Watching the athletes refuel at the Dubai Muscle Show is a testament to their singular commitment.
Before major competitions such as My Olympia, bodybuilders forgo water so the skin tightens to reveal every muscle and fibre. Take Eddie Hall for example, the world’s strongest man. His daily diet includes waking up at 2am to drink a litre of protein shake, followed by another at 7am and then a full English breakfast. With this kind of commitment required, it’s not hard to understand the appeal of a gym such as Oxygen where outside interference is kept to a minimum.
Ismail even puts Oxygen in the same category as the legendary Golds Gym in Venice Beach during its 1960s heyday.
"It has produced a lot of champions. Even US bodybuilders train there so they can focus. No distractions. No parties."
The use of drugs in the sport is an issue that refuses to go away. It is a murky part of the muscle world but none of the bodybuilders in Dubai are reluctant to discuss the issue.
According to Ismail, only a small fraction of athletes use drugs but one area of concern are the smaller gyms, where impressionable youngsters are encouraged by unscrupulous trainers to try the "juice".

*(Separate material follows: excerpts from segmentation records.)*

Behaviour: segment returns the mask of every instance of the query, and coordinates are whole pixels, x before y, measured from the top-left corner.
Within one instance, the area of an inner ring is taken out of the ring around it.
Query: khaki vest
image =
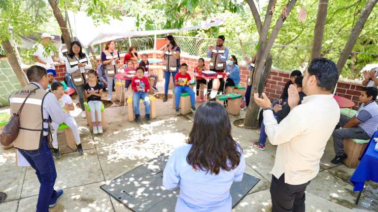
[[[115,59],[118,57],[118,53],[115,50],[113,50],[113,56],[112,56],[112,54],[110,54],[110,52],[108,50],[104,50],[104,53],[107,56],[107,60],[110,60],[112,58]],[[115,63],[115,61],[114,62],[114,64],[112,64],[112,63],[110,63],[105,65],[105,68],[106,69],[105,71],[105,74],[107,75],[107,77],[114,76],[114,75],[116,75],[116,74],[117,73],[117,70],[118,70],[118,68],[116,68],[116,65],[117,65],[117,64]]]
[[[176,52],[174,52],[176,54]],[[164,54],[164,61],[163,61],[163,71],[176,72],[177,71],[177,59],[171,52],[167,51]]]
[[[64,57],[67,57],[68,54],[68,50],[67,49],[67,46],[64,44],[62,45],[62,53]]]
[[[213,55],[213,53],[216,53],[218,52],[218,55],[223,55],[224,54],[224,51],[226,50],[226,47],[224,46],[221,46],[218,50],[215,47],[216,49],[213,50],[211,54],[211,59],[210,59],[210,63],[209,64],[209,68],[211,70],[214,71],[223,71],[226,68],[226,63],[222,62],[220,60],[217,58],[215,55]]]
[[[86,56],[80,59],[78,61],[75,57],[72,58],[68,56],[67,57],[67,59],[70,62],[70,66],[71,66],[71,68],[77,66],[79,62],[84,64],[88,64],[88,60],[87,60]],[[71,73],[71,75],[72,78],[72,82],[75,86],[82,86],[85,83],[86,80],[88,80],[88,75],[86,71],[85,71],[84,73],[82,73],[80,68],[76,71]]]
[[[35,89],[37,86],[29,84],[21,90],[16,92],[9,98],[11,111],[13,113],[17,112],[25,98],[29,92]],[[43,100],[48,91],[37,89],[32,93],[24,105],[20,114],[20,126],[18,136],[13,142],[14,147],[24,150],[35,150],[41,145],[43,132],[49,129],[43,129],[44,121],[42,113]]]

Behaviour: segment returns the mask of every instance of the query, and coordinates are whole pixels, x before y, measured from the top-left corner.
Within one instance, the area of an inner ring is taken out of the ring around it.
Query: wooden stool
[[[148,91],[148,93],[150,94],[155,94],[155,91],[152,89],[152,86],[154,85],[155,78],[153,77],[149,77],[150,79],[150,90]]]
[[[354,168],[357,166],[360,158],[362,154],[365,147],[369,142],[368,140],[361,139],[344,139],[344,152],[348,155],[348,157],[342,162],[348,167]]]
[[[102,130],[105,131],[107,129],[107,122],[106,122],[106,116],[105,116],[105,107],[104,106],[104,104],[101,103],[101,126],[102,127]],[[91,131],[93,131],[93,124],[92,123],[92,119],[91,119],[90,114],[90,108],[88,106],[88,103],[84,102],[84,107],[85,107],[85,114],[86,115],[87,119],[87,124],[89,126],[89,130]],[[98,124],[98,122],[97,121],[97,113],[95,113],[96,115],[96,123]]]
[[[129,121],[134,121],[134,120],[135,119],[135,114],[134,114],[134,109],[132,106],[133,96],[127,98],[127,114]],[[148,97],[150,98],[150,102],[151,102],[151,107],[150,107],[150,117],[151,119],[156,118],[156,98],[151,95],[148,95]],[[142,104],[144,105],[143,100],[142,99],[140,99],[139,101],[140,105]],[[144,110],[143,111],[144,111]]]
[[[76,151],[76,142],[75,141],[74,134],[72,130],[66,124],[62,123],[59,125],[58,130],[64,130],[64,135],[65,136],[65,143],[67,146],[70,147],[73,151]],[[55,132],[57,133],[57,132]]]
[[[125,93],[123,90],[125,88],[125,83],[122,83],[119,81],[116,81],[114,89],[116,90],[116,99],[122,102],[125,101]]]
[[[173,93],[173,108],[176,109],[176,98],[175,98],[175,90],[172,90]],[[190,108],[192,107],[192,105],[190,103],[190,95],[188,93],[182,93],[180,97],[180,104],[179,104],[179,108],[180,108],[180,113],[183,115],[186,115],[188,113],[190,113],[192,111],[190,110]]]
[[[216,98],[217,102],[218,101],[227,101],[227,111],[228,114],[234,115],[240,115],[240,104],[242,103],[242,95],[236,93],[232,93],[218,96]]]

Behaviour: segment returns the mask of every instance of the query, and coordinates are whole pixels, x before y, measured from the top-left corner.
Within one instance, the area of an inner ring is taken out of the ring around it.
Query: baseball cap
[[[44,37],[50,37],[51,39],[54,39],[54,36],[51,35],[48,33],[44,32],[41,35],[41,38],[43,38]]]
[[[46,71],[46,73],[47,74],[47,75],[52,74],[54,76],[56,76],[56,72],[54,69],[47,69],[47,70]]]

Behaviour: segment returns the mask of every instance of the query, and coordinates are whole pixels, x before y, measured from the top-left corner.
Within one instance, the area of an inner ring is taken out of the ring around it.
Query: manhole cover
[[[233,121],[233,125],[243,129],[252,130],[252,128],[248,126],[244,125],[244,118],[240,118],[240,119],[236,119]]]
[[[7,199],[7,194],[4,192],[0,192],[0,203],[4,202]]]
[[[162,100],[164,99],[164,94],[157,94],[154,95],[155,97],[157,99]],[[173,95],[171,94],[168,94],[168,99],[172,99]]]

Walk into many of these smaller gyms even in Abu Dhabi and you'll hear hushed talk of steroids and see a few suspect bodies. This type of dangerous advice is sometimes referred to as bro-science.
"They'll say 'oh yeah bro you should try this, it will get you big'. They end up ruining themselves in the long run – whether through kidney issues or hormonal problems," says Ismail. "This is one thing I've always seen in the Middle East and I would like to see outlawed."
The IFBB is a signature to the World Anti Doping code and it says random drug testing is carried out.
But for Greene, the issue of performance enhancing drugs, or PEDs, is talked about far more than it should be,
"As far as drug abuse goes, it depends on what you want to focus on. People make their own choices and the path they choose to follow. It's a terrible thing if we allow the idea of PEDs or their use and abuse to be the only thing we talk about."
The muscle game today is one indistinguishable from the exotic world of the 1960s. Schwarzenegger went on to become a Hollywood legend and governor of California, while bodybuilding is no longer obscure.
Quite the contrary, it has tapped in to the worldwide explosion of fitness as a type of lifestyle choice. The muscle game too has become commercialised, more cut throat and its stars have become big brands – with millions of followers on social media. There are also big plans for Dubai Muscle Show and it is hoped female bodybuilders will be competing there soon.
"We are already booked for next year," says Blair. "It's going to be 75 per cent bigger."